November: “The business press can’t keep up with the rash of stories about CEOs being dismissed, including one sweaty bald guy out west. Only one reporter discovers that not a single CMO was named as a CEO replacement.”
The first item was in jest, of course. Both of these garbage mills changed their form over 2011. Yahoo absorbed Associated Content into something it now calls Yahoo Voices. New name, same junk, however.
Here are three headlines from Yahoo Voices current top five Marketing articles:
- 31 Ways To Establish Yourself As An Expert
- 5 (!!!) Secrets of SEO Writing
- Choosing A Font For Your Blog
Hmmm. I wonder if Lairig Marketing’s font choice is where we went wrong.
Meanwhile, Demand Media continues to pull its junk together under sexy sounding brands such as LIVESTRONG (ALL CAPS !!!) and the ever-USELESS eHow. Even if DMD were to improve all this content, its craptastic navigation will prevent you from finding it.

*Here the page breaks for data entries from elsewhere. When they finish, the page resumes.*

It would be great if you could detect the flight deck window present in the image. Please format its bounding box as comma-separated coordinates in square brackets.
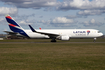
[98, 31, 101, 33]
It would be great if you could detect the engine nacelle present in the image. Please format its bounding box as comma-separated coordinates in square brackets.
[60, 36, 70, 40]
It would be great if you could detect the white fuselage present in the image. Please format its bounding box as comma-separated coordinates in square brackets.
[25, 29, 103, 38]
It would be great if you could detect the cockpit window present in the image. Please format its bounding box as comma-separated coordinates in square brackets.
[98, 31, 101, 33]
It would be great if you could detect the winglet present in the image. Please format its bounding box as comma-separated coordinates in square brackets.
[29, 25, 36, 32]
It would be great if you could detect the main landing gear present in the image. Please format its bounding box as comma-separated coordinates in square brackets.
[93, 38, 97, 42]
[51, 38, 56, 42]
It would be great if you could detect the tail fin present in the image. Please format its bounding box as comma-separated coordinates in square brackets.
[5, 15, 28, 36]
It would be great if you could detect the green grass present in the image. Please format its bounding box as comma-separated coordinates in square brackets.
[0, 39, 105, 70]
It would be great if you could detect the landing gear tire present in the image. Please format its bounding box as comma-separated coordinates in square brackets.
[93, 38, 97, 42]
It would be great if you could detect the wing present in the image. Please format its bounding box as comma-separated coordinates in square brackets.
[29, 25, 59, 37]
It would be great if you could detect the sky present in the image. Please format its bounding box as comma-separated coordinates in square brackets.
[0, 0, 105, 34]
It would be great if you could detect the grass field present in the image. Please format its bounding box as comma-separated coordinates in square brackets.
[0, 39, 105, 70]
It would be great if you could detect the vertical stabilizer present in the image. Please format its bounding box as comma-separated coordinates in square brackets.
[5, 15, 29, 37]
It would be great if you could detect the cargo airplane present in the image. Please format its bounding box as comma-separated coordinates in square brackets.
[5, 15, 103, 42]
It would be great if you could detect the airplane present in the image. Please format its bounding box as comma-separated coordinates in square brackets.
[5, 15, 103, 42]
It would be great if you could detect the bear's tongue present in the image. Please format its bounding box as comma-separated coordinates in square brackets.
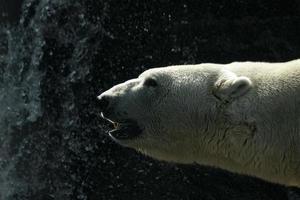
[109, 123, 142, 140]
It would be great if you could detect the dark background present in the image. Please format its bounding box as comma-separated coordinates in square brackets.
[0, 0, 300, 200]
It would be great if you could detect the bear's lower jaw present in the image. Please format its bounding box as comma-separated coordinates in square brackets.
[109, 120, 143, 140]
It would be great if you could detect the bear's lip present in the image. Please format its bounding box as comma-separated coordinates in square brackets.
[109, 120, 143, 140]
[101, 114, 143, 140]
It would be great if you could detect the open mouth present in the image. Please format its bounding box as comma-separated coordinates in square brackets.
[101, 113, 143, 140]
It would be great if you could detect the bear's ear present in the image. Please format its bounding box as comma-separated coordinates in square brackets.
[213, 72, 252, 102]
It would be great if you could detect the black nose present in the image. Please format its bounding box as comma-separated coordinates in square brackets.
[97, 95, 109, 112]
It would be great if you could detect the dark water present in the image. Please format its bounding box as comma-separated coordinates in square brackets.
[0, 0, 300, 200]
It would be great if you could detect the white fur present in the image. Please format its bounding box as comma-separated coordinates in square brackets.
[101, 59, 300, 187]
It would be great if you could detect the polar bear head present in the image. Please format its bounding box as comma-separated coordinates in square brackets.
[98, 64, 251, 163]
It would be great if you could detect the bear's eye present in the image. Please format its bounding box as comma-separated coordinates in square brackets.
[144, 78, 158, 87]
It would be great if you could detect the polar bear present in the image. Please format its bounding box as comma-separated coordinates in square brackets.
[98, 59, 300, 187]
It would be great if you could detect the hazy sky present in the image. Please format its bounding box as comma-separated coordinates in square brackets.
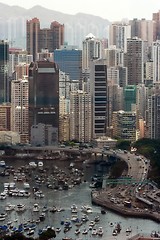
[0, 0, 160, 21]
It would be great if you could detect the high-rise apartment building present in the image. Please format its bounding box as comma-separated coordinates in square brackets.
[0, 40, 10, 104]
[123, 85, 137, 112]
[15, 63, 29, 80]
[152, 10, 160, 41]
[125, 37, 147, 85]
[70, 90, 92, 142]
[90, 60, 109, 139]
[152, 40, 160, 84]
[54, 45, 82, 81]
[9, 48, 33, 80]
[103, 45, 124, 67]
[82, 33, 102, 69]
[11, 79, 29, 143]
[109, 22, 131, 52]
[129, 18, 155, 46]
[28, 60, 59, 142]
[148, 93, 160, 139]
[0, 103, 11, 131]
[112, 110, 137, 142]
[26, 18, 64, 61]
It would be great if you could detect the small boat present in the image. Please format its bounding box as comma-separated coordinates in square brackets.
[0, 160, 6, 167]
[101, 208, 106, 214]
[92, 228, 97, 236]
[126, 227, 132, 233]
[94, 215, 100, 222]
[27, 229, 34, 236]
[82, 228, 88, 235]
[33, 203, 40, 212]
[62, 237, 72, 240]
[39, 212, 46, 221]
[55, 227, 61, 233]
[112, 229, 118, 236]
[97, 227, 104, 236]
[16, 203, 25, 212]
[74, 228, 81, 235]
[5, 203, 15, 211]
[38, 161, 43, 168]
[109, 222, 114, 227]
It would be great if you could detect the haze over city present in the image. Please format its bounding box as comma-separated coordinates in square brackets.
[0, 0, 160, 21]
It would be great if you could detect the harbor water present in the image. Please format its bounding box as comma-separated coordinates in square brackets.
[0, 159, 160, 240]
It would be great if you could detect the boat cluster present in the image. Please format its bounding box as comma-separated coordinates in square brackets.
[58, 204, 104, 236]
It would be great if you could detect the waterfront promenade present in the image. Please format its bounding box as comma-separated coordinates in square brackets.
[91, 190, 160, 223]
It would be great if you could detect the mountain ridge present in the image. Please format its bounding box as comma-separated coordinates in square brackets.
[0, 3, 110, 48]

As for our November prediction, we got it half right. The next Reality TV subgenre should focus on CEOs being shown the door – Yahoo, HP, BNY Mellon, Standard & Poor’s, Mercedes-Benz, Reader’s Digest, et al. But dammit to hell – how is Steve Ballmer still CEO of Microsoft?!?!?
Losses continue in MSFT’s “Online Services” division (as we’ve reported three times over the years) to the tune of TWO BILLION a year. The latest survey on Windows tablets says no one wants one. The Nokia smartphone partnership is a circus.
And Microsoft’s new ad campaign – “It’s a great time to be a family” – is light years out of touch with reality. Let’s start with the fact that less than half of U.S. households are now led by married couples. Then add the gluttonous portrayal in the TV spots of families buried under E-devices of every type. Tin ear.
How much longer will shareholders let this data point ride: stock price in 2003 = $25; stock price today = $25. Talk about money under a mattress.